In Brief
Researchers from Stony Brook University and the Lawrence Berkeley National Laboratory have developed a computer model that could help shed more light on the origins of life on Earth.

Key to Life

Researchers at the Stony Brook University Laufer Center for Physical and Quantitative Biology and the Lawrence Berkeley National Laboratory have partnered to discover more about how the basic molecules for life, proteins, DNA, and RNA, could have arisen from simpler chemicals created at the beginning of our Universe.

Scientists have been working to discover the origins of life on our planet for as long as science has existed, probably even longer. We have certainly come a long way from where our understanding began, yet we cannot completely map the evolution of life on Earth from the Big Bang today. While we are likely a very long way from that happening, if such knowledge is even possible to attain, each discovery still fills in a tiny hole of that missing information.

The researchers have devised a new computational model that may help to explain how chemical building blocks could have been stringed together to form longer chains with the ability to encode protein information which would have spurred the earliest forms of evolution. Their finding have been published in the online version of the Proceedings of the National Academy of Sciences (PNAS) journal.
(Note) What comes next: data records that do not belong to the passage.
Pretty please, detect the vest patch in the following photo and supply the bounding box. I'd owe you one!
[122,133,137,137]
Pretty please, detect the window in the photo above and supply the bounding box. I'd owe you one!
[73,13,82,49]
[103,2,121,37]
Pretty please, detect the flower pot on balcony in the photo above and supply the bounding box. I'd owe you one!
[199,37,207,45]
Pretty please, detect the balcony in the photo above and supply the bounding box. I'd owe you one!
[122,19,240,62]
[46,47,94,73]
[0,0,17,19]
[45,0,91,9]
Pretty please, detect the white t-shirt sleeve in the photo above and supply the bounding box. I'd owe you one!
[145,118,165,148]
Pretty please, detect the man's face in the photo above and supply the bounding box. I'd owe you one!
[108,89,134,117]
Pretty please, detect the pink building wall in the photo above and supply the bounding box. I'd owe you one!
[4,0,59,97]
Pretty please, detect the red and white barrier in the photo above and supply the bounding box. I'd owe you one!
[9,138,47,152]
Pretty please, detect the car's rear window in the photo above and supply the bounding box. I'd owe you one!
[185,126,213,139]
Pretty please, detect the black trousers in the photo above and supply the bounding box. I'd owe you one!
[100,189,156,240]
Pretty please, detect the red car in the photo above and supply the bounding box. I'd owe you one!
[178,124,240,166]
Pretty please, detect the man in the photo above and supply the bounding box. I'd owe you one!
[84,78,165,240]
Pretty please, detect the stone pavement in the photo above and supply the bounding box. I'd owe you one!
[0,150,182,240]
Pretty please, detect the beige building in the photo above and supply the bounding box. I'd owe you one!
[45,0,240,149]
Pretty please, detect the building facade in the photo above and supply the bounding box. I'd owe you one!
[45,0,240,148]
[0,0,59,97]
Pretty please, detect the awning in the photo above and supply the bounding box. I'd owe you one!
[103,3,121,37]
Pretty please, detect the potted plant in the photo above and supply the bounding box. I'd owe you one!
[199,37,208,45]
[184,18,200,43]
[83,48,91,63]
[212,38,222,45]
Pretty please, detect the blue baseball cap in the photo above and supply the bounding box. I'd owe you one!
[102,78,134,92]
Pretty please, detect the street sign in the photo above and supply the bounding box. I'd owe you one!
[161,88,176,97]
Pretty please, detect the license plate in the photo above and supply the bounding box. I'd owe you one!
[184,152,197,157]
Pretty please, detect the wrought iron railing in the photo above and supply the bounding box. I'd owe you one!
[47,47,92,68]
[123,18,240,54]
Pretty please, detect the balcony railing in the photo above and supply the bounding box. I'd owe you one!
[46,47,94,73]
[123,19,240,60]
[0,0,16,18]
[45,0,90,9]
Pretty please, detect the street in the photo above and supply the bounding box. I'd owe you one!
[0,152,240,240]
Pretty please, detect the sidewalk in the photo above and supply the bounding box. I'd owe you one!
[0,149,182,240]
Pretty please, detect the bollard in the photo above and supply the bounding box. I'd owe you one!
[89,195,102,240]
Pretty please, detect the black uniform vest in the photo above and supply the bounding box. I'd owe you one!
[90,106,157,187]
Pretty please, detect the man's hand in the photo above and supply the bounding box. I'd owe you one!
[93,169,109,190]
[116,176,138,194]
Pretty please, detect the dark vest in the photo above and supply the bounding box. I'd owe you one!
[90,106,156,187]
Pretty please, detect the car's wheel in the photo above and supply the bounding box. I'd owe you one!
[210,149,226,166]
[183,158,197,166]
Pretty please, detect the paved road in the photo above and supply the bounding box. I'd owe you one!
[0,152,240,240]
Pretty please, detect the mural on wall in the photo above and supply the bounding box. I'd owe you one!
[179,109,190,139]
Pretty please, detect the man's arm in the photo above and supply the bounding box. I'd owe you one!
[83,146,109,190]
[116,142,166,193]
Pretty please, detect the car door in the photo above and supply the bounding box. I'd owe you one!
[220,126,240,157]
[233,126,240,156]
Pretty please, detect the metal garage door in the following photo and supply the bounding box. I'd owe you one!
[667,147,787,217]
Image credit: Wikimedia Commons
Image credit: Wikimedia Commons

Foundational Folding

According to Ken Dill, lead author, Distinguished Professor and Director of the Laufer Center, “The theoretical study helps to understand a missing link in the evolution of chemistry into biology and how a population of molecular building blocks could, over time, result in the emergence of catalytic sequences essential to biological life.” They have dubbed their findings “the Foldamer Hypothesis,” referring to the ability of particular polymer chains to fold and bind together to grow longer chains containing more informational molecules.
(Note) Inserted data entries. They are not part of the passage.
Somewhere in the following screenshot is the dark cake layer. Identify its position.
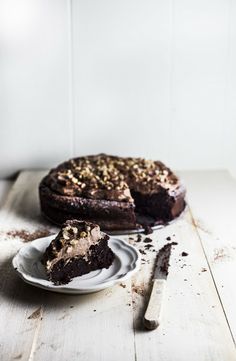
[39,154,186,230]
[45,238,114,285]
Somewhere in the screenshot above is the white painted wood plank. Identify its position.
[0,172,55,361]
[181,172,236,340]
[131,208,236,361]
[0,179,13,209]
[0,0,72,177]
[0,172,134,361]
[170,0,230,169]
[72,0,171,161]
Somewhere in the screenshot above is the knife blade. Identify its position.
[143,243,173,330]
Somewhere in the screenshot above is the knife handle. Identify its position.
[143,279,166,330]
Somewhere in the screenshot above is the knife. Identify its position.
[143,243,172,330]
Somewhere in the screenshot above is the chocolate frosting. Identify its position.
[45,154,179,203]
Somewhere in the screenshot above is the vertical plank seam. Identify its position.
[188,204,236,346]
[168,0,174,164]
[130,278,137,361]
[67,0,75,158]
[224,0,233,170]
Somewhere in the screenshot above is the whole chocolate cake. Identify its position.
[39,154,185,230]
[42,220,115,285]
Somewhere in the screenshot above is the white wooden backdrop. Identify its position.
[0,0,236,177]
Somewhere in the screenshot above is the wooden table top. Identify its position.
[0,171,236,361]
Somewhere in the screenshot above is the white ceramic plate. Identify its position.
[12,235,141,294]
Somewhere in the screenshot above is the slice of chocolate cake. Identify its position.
[42,220,114,285]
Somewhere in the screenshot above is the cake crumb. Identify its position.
[137,234,142,242]
[139,249,146,254]
[143,237,152,243]
[143,224,153,234]
[132,284,144,296]
[28,306,41,320]
[5,229,53,242]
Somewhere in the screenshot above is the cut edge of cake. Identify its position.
[42,219,115,285]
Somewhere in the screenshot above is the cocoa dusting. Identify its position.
[139,249,146,254]
[144,244,153,249]
[143,237,152,243]
[132,284,144,296]
[137,234,142,242]
[143,224,153,234]
[28,307,41,320]
[156,242,174,276]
This model provides scientists with a testable hypothesis which will allow experimentation to confirm or refute their computational findings. This is an important step in discovering more information regarding the origins of live on Earth. “…we hope to have revealed a key step to understanding just how life started to form on earth billions of years ago,” explains Professor Dill. Understanding how we got here will be invaluable in allowing us to accurately discern where we’re going. Future findings could also clue us in to previously unknown factors that could help us find life elsewhere in the galaxy.